We now want to make a frequency list to exclude from our lexical minimum words that only occur once in this text.
library(stylo)
##
## ### stylo version: 0.7.4 ###
##
## If you plan to cite this software (please do!), use the following reference:
## Eder, M., Rybicki, J. and Kestemont, M. (2016). Stylometry with R:
## a package for computational text analysis.
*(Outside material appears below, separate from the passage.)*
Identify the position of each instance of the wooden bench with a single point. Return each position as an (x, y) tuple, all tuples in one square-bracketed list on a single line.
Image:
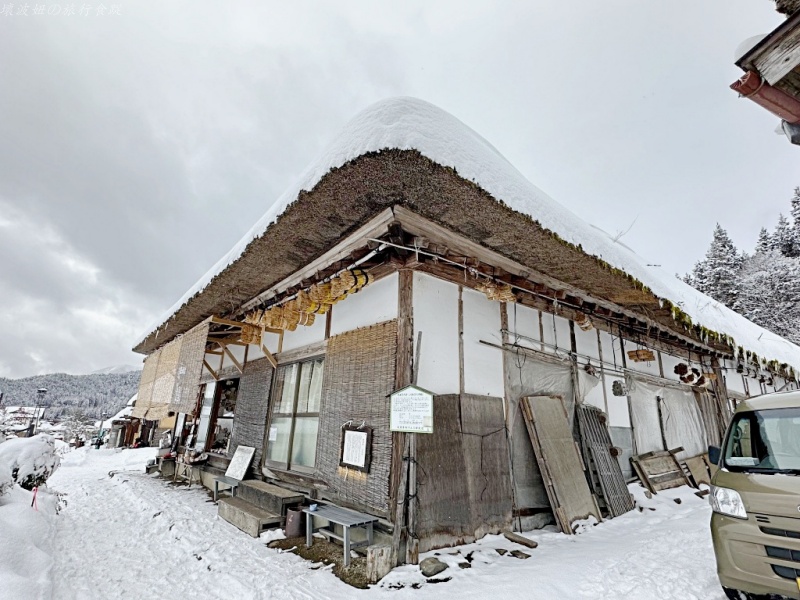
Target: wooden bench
[(228, 481), (340, 516)]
R Journal 8(1): 107-121.
## <https://journal.r-project.org/archive/2016/RJ-2016-007/index.html>
##
## To get full BibTeX entry, type: citation("stylo")
freq <- make.frequency.list(lemmata_clean, relative = FALSE, value = TRUE)
Here’s how the head of this list looks like (note that we used absolute, not relative frequencies). Functional words are the most frequent, but one also notes that πείθω and ψυχή are prominent, too, which is something to be expected from Gorgias!The blank space (second mfw) is actually left after we deleted punctuation. We’ll remove it later.
head(freq, n = 20)
## data
## ὁ καί δέ ὅς λόγος μέν γάρ ὡς εἰμί ἔχω οὐ πείθω
## 205 174 91 62 48 34 32 19 16 14 13 13 13
## τε ψυχή διά εἰ σῶμα οὖν αἰτία
## 13 13 12 12 12 11 9
Freq is a long table with column names containing specific words.
dim(freq)
## [1] 432
head(names(freq))
## [1] "ὁ" "" "καί" "δέ" "ὅς" "λόγος"
For our lexical minimum, we want to subset words that feature at least twice in this text. This can be done in many ways, for instance:
library(dplyr)
freq_t <- tibble::as_tibble(freq)
head(freq_t)
## # A tibble: 6 x 2
## data n
## <chr> <int>
## 1 "ὁ" 205
## 2 "" 174
## 3 "καί" 91
## 4 "δέ" 62
## 5 "ὅς" 48
## 6 "λόγος" 34
freq_t = freq_t[-c(2),] # removes a row with empty space we obtained by deleting punctuation marks
names <- c("words", "frq")
colnames(freq_t) <- names # assigns names to columns
mfw <- filter(freq_t, frq >= 2) #filters by row value
dim(mfw) # how many words are there in the list?
## [1] 163 2
We may now want to save the list of mfw to use later in our commentary to Gorgias.
write.table(mfw$words, file = "mfw.txt", fileEncoding="utf-8", quote = FALSE, row.names = FALSE, col.names = FALSE) #this function saves a file into the working directory
One can similarly subset and save words that occur only once in our text
hapax <- filter(freq_t, frq < 2)
write.table(hapax$words, file = "hapax.txt", fileEncoding="utf-8", quote = FALSE, row.names = FALSE, col.names = FALSE)
Both lists are now in our folder, and can be used for further research! Just for fun, let’s see which frequencies occur most in our text. Let’s use relative frequencies this time.
freq_rel <- make.frequency.list(lemmata_clean, relative = TRUE, value = TRUE)
freq_rel_t <- tibble::as_tibble(freq_rel)
freq_rel_t = freq_rel_t[-c(2),]
colnames(freq_rel_t) <- names
freq_rel_c <- freq_rel_t %>% count(frq, sort = TRUE) ## counts the number of words with the given frequency
names2 <- c("relative_frequency", "number_of_words")
colnames(freq_rel_c) <- names2
library(ggplot2)
ggplot(freq_rel_c, aes(x = number_of_words, y = relative_frequency))+geom_point(color = "darkblue", size = 3, alpha = 0.7)+lims(y = c(0, 4.5))+lims(x = c(0, 40))
## Warning: Removed 4 rows containing missing values (geom_point).
Well, nothing surprising here: there are very few words with high frequency! Note that we had to exclude some observations from the plot in order to ‘zoom in’ its most populated part.